May be that will be you.. Or your sister.. Or your daughter.. Your mother.. Your wife!
If not for her, stand for yourself!
Stand for ‪#‎JusticeforTonu‬

Sohagi Jahan Tonu a été violée et tuée hier ! Elle n'est pas la première ! Il y en a eu d'autres avant elle ! Il y en aura d'autres après elle ! Cela pourrait être vous… Ou votre soeur… Votre fille… Votre mère… Votre épouse !

Si vous ne le faites pas pour elle, faites-le pour vous : réclamez #JusticePourTonu

Certains net-citoyens ont également souligné que, dans un pays conservateur comme le Bangladesh, les choix vestimentaires d'une femme étaient souvent pointés du doigt dans les affaires de viols.

Pourtant, Tonu portait le hijab (appelé « hizab » au Bangladesh), souvent considéré comme un moyen de se protéger des violences.

La peine maximale [20] encourue pour un viol au Bangladesh est la prison à vie, tandis que le meurtre est puni de mort par pendaison.

Manifestations

Tout au long de la semaine, des étudiants et des activistes se sont rassemblés, ont formé des chaînes humaines, participé à des marches de protestation et ont même bloqué l'autoroute.

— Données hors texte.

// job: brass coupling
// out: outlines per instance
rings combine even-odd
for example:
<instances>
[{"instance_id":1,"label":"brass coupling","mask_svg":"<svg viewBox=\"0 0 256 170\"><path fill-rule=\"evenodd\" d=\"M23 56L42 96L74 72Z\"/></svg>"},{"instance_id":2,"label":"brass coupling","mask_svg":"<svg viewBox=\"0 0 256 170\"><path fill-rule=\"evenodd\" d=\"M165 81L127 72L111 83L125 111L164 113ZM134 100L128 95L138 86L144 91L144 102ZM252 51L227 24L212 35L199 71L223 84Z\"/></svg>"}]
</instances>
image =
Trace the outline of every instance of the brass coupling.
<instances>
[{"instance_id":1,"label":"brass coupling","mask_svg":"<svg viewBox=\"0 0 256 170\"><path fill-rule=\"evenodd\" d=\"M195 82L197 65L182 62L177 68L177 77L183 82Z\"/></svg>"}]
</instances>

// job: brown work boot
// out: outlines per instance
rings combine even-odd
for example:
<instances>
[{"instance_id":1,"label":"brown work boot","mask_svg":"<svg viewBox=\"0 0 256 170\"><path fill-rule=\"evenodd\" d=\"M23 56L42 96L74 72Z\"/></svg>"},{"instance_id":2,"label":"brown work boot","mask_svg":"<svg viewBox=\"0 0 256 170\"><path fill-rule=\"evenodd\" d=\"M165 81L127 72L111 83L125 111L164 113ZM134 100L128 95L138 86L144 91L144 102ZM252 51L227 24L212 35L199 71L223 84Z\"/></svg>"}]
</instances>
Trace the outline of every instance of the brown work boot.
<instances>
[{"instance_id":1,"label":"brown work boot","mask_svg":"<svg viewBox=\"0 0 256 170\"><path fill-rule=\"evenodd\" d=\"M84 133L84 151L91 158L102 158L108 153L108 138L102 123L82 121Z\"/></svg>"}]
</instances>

Mercredi 23 mars, les manifestants ont menacé de paralyser la ville si les autorités n'arrêtaient pas les coupables dans les 48 heures. A Comilla, ils étaient des milliers à protester [21] dans le centre-ville.

En marge des manifestations, beaucoup de Bangladais partagent le sentiment de l'utilisateur Facebook Dibyo Tantrik [24], qui accuse le gouvernement de tenter de « gagner du temps » en s'abstenant de répondre immédiatement à l'incident.

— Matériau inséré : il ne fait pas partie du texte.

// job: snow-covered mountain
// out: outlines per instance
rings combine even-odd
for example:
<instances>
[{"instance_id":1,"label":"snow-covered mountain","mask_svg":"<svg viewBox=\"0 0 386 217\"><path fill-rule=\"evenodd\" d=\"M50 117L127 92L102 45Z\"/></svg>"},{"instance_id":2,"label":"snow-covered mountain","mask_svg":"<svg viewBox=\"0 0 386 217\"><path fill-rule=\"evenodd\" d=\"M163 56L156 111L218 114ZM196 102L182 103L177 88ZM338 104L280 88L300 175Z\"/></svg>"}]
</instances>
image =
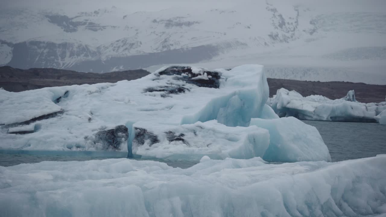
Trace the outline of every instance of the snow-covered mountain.
<instances>
[{"instance_id":1,"label":"snow-covered mountain","mask_svg":"<svg viewBox=\"0 0 386 217\"><path fill-rule=\"evenodd\" d=\"M382 0L44 2L0 9L0 64L106 72L257 63L271 77L386 84Z\"/></svg>"}]
</instances>

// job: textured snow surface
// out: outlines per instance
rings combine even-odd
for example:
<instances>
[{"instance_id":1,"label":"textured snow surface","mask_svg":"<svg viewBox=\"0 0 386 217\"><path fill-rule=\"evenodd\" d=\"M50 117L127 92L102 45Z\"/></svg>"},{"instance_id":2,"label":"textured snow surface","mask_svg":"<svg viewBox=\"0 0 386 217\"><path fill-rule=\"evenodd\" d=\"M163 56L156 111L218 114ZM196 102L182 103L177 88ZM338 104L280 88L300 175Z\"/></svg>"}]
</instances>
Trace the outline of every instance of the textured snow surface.
<instances>
[{"instance_id":1,"label":"textured snow surface","mask_svg":"<svg viewBox=\"0 0 386 217\"><path fill-rule=\"evenodd\" d=\"M386 156L186 169L127 159L0 167L4 216L362 216L386 213Z\"/></svg>"},{"instance_id":2,"label":"textured snow surface","mask_svg":"<svg viewBox=\"0 0 386 217\"><path fill-rule=\"evenodd\" d=\"M205 78L194 79L200 76ZM135 81L0 92L2 149L116 151L196 161L205 155L264 159L270 150L270 160L330 160L317 131L276 120L265 104L269 88L259 65L213 71L165 67ZM267 124L251 124L257 118ZM271 128L276 121L297 125L299 131L288 136L300 141L286 140L287 131ZM32 125L29 133L17 132ZM273 140L276 135L282 139ZM323 151L311 154L307 150L313 148ZM274 157L274 151L280 154Z\"/></svg>"},{"instance_id":3,"label":"textured snow surface","mask_svg":"<svg viewBox=\"0 0 386 217\"><path fill-rule=\"evenodd\" d=\"M380 122L386 115L386 102L358 102L353 90L344 97L333 100L319 95L304 97L294 90L282 88L267 104L280 117L303 120Z\"/></svg>"}]
</instances>

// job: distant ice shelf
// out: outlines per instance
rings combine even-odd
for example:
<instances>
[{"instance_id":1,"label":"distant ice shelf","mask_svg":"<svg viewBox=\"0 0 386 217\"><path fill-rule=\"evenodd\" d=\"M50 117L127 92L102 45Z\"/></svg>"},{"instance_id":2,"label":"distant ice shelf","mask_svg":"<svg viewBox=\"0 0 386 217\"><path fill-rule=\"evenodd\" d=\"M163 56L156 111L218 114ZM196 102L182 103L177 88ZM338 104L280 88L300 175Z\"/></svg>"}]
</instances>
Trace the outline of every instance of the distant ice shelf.
<instances>
[{"instance_id":1,"label":"distant ice shelf","mask_svg":"<svg viewBox=\"0 0 386 217\"><path fill-rule=\"evenodd\" d=\"M282 88L278 90L276 95L268 99L267 103L281 117L386 124L386 102L359 102L355 98L354 90L349 91L344 97L333 100L319 95L304 97L295 90Z\"/></svg>"},{"instance_id":2,"label":"distant ice shelf","mask_svg":"<svg viewBox=\"0 0 386 217\"><path fill-rule=\"evenodd\" d=\"M318 131L266 105L264 68L163 67L116 83L0 90L0 148L198 161L331 158ZM291 126L296 126L288 131ZM304 132L308 133L305 134Z\"/></svg>"}]
</instances>

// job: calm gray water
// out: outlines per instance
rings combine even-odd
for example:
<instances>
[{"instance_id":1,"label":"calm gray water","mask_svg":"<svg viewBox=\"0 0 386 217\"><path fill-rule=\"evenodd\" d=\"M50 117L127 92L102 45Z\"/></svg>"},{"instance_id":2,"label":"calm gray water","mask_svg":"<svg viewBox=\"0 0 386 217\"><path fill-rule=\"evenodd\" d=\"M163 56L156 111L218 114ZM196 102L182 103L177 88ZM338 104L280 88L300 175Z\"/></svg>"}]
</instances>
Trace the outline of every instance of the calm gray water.
<instances>
[{"instance_id":1,"label":"calm gray water","mask_svg":"<svg viewBox=\"0 0 386 217\"><path fill-rule=\"evenodd\" d=\"M319 131L333 161L386 154L386 125L376 123L303 121Z\"/></svg>"},{"instance_id":2,"label":"calm gray water","mask_svg":"<svg viewBox=\"0 0 386 217\"><path fill-rule=\"evenodd\" d=\"M333 161L386 154L386 125L376 123L304 121L317 128L330 150ZM127 154L125 153L114 152L0 150L0 166L8 166L44 161L83 161L122 158L125 158ZM153 160L165 163L171 166L183 168L190 167L197 163L183 161Z\"/></svg>"}]
</instances>

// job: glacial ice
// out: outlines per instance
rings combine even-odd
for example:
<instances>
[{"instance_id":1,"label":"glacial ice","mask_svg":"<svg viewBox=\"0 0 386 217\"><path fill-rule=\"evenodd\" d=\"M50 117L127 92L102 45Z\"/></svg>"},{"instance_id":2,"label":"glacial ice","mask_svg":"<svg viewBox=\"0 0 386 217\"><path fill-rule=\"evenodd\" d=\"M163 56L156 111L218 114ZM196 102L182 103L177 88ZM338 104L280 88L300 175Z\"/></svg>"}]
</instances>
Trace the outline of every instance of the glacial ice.
<instances>
[{"instance_id":1,"label":"glacial ice","mask_svg":"<svg viewBox=\"0 0 386 217\"><path fill-rule=\"evenodd\" d=\"M304 134L303 142L294 148L296 143L273 140L270 129L251 125L251 119L273 123L278 119L266 105L269 91L258 65L229 70L164 67L142 78L115 83L19 93L0 90L0 148L114 151L136 157L198 161L205 155L264 159L266 151L280 146L296 153L282 152L274 158L271 153L270 160L330 160L324 151L305 156L311 147L327 150L320 135L313 140L317 131ZM10 133L33 125L37 127L29 133ZM306 125L298 125L308 130Z\"/></svg>"},{"instance_id":2,"label":"glacial ice","mask_svg":"<svg viewBox=\"0 0 386 217\"><path fill-rule=\"evenodd\" d=\"M0 210L29 217L386 213L386 156L278 164L208 158L185 169L127 159L0 167Z\"/></svg>"},{"instance_id":3,"label":"glacial ice","mask_svg":"<svg viewBox=\"0 0 386 217\"><path fill-rule=\"evenodd\" d=\"M304 97L294 90L282 88L267 102L279 117L302 120L378 122L386 113L386 102L362 103L357 101L354 90L341 99L331 100L318 95Z\"/></svg>"},{"instance_id":4,"label":"glacial ice","mask_svg":"<svg viewBox=\"0 0 386 217\"><path fill-rule=\"evenodd\" d=\"M157 158L198 161L205 155L212 159L262 158L269 145L267 130L228 127L215 120L178 126L139 122L134 126L137 132L133 152Z\"/></svg>"},{"instance_id":5,"label":"glacial ice","mask_svg":"<svg viewBox=\"0 0 386 217\"><path fill-rule=\"evenodd\" d=\"M293 117L273 120L252 119L251 125L268 130L269 146L262 158L273 161L331 161L316 128Z\"/></svg>"}]
</instances>

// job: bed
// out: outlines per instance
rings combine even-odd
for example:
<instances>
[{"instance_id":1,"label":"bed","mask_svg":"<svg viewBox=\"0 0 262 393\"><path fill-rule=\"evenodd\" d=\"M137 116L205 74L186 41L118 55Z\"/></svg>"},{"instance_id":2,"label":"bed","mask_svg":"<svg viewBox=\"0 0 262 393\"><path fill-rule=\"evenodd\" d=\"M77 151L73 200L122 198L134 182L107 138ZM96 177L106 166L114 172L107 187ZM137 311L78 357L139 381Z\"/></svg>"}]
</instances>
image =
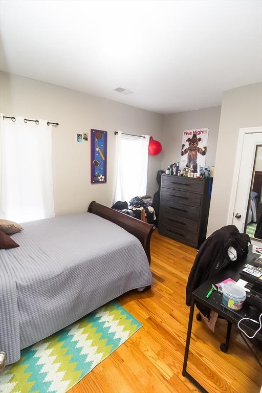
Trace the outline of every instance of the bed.
<instances>
[{"instance_id":1,"label":"bed","mask_svg":"<svg viewBox=\"0 0 262 393\"><path fill-rule=\"evenodd\" d=\"M23 224L0 250L0 351L20 351L128 291L150 287L152 225L92 202Z\"/></svg>"}]
</instances>

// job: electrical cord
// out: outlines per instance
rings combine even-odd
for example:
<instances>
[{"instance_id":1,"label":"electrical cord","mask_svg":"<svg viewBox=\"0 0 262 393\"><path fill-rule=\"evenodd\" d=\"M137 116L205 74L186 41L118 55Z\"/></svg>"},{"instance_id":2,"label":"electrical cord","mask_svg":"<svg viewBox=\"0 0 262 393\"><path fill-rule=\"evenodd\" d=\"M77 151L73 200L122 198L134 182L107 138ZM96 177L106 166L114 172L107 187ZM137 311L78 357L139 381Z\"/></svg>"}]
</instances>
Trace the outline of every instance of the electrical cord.
<instances>
[{"instance_id":1,"label":"electrical cord","mask_svg":"<svg viewBox=\"0 0 262 393\"><path fill-rule=\"evenodd\" d=\"M237 323L237 328L239 329L239 330L241 330L242 332L243 332L243 333L247 336L247 337L248 337L248 338L254 338L254 337L255 337L256 334L258 333L259 330L261 329L261 328L262 327L262 322L261 321L261 317L262 317L262 313L259 315L259 317L258 318L258 320L259 321L259 322L257 322L257 321L255 321L254 319L251 319L251 318L242 318L242 319L241 319L240 321L239 321L238 323ZM239 326L239 324L242 322L242 321L244 321L245 319L247 319L247 320L248 320L249 321L252 321L252 322L254 322L255 323L259 323L259 327L258 328L258 329L257 329L256 332L255 332L254 333L253 336L249 336L248 334L247 334L247 333L246 333L246 332L244 332L244 331L243 329L242 329Z\"/></svg>"}]
</instances>

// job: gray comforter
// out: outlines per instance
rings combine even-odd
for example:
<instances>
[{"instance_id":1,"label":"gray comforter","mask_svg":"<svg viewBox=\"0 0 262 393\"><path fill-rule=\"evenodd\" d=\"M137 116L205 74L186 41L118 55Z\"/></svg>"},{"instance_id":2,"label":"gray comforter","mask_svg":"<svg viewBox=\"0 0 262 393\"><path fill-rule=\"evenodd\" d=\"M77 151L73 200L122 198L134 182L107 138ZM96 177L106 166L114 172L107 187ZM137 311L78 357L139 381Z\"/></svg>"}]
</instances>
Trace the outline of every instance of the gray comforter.
<instances>
[{"instance_id":1,"label":"gray comforter","mask_svg":"<svg viewBox=\"0 0 262 393\"><path fill-rule=\"evenodd\" d=\"M0 351L7 364L124 292L151 283L140 242L90 213L23 224L0 250Z\"/></svg>"}]
</instances>

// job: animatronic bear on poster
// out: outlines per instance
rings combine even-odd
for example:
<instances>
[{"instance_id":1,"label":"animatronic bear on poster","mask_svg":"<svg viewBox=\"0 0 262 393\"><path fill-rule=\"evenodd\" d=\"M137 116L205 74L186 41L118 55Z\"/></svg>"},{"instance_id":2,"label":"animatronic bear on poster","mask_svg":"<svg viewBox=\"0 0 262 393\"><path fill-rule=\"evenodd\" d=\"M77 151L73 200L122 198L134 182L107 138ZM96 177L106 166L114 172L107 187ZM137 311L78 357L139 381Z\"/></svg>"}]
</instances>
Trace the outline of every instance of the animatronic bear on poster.
<instances>
[{"instance_id":1,"label":"animatronic bear on poster","mask_svg":"<svg viewBox=\"0 0 262 393\"><path fill-rule=\"evenodd\" d=\"M207 152L207 146L204 146L203 148L199 146L200 142L207 144L207 137L208 136L208 128L199 130L192 130L191 131L185 131L183 133L183 137L187 135L191 135L190 138L188 138L186 143L189 143L188 147L183 150L185 144L182 144L181 149L181 161L185 163L185 159L182 159L182 157L187 154L187 160L186 164L190 168L192 168L194 171L198 170L198 164L200 166L205 167L205 158L202 158L202 156L205 156ZM198 138L200 135L203 135L204 138ZM198 160L198 158L199 159Z\"/></svg>"}]
</instances>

Selon les manifestants, l'apathie des autorités face à de tels cas de viol et de meurtre est une preuve de plus de la nécessité de protester.

Ganajagaran Mancha, une plateforme issue du mouvement de contestation Shahbag [25], a organisé un rassemblement sur la place Shahbag de Dhaka, réclamant justice.

En parallèle, plusieurs organisations dont Nari Sanghati (une association de défense des femmes), l'Union des Etudiants du Bangladesh et la Fédération des Etudiants du Bangladesh ont également manifesté en signe de protestation.

Selon les statistiques [29] de l'Association Nationale des Femmes Avocates du Bangladesh (Bangladesh National Woman Lawyers’ Association, BNWLA), au moins 241 cas de viols ont été rapportés entre janvier et mai 2015.

Leur nombre serait également en hausse depuis 2010.

Les statistiques de l'organisation indiquent que 789 cas de viols ont été signalés en 2014, 719 en 2013, 836 en 2012, 603 en 2011 et 411 en 2010.

En 2015, 85 femmes et enfants indigènes ont été victimes d'abus sexuels, selon un rapport sur les droits humains des peuples indigènes au Bangladesh [30].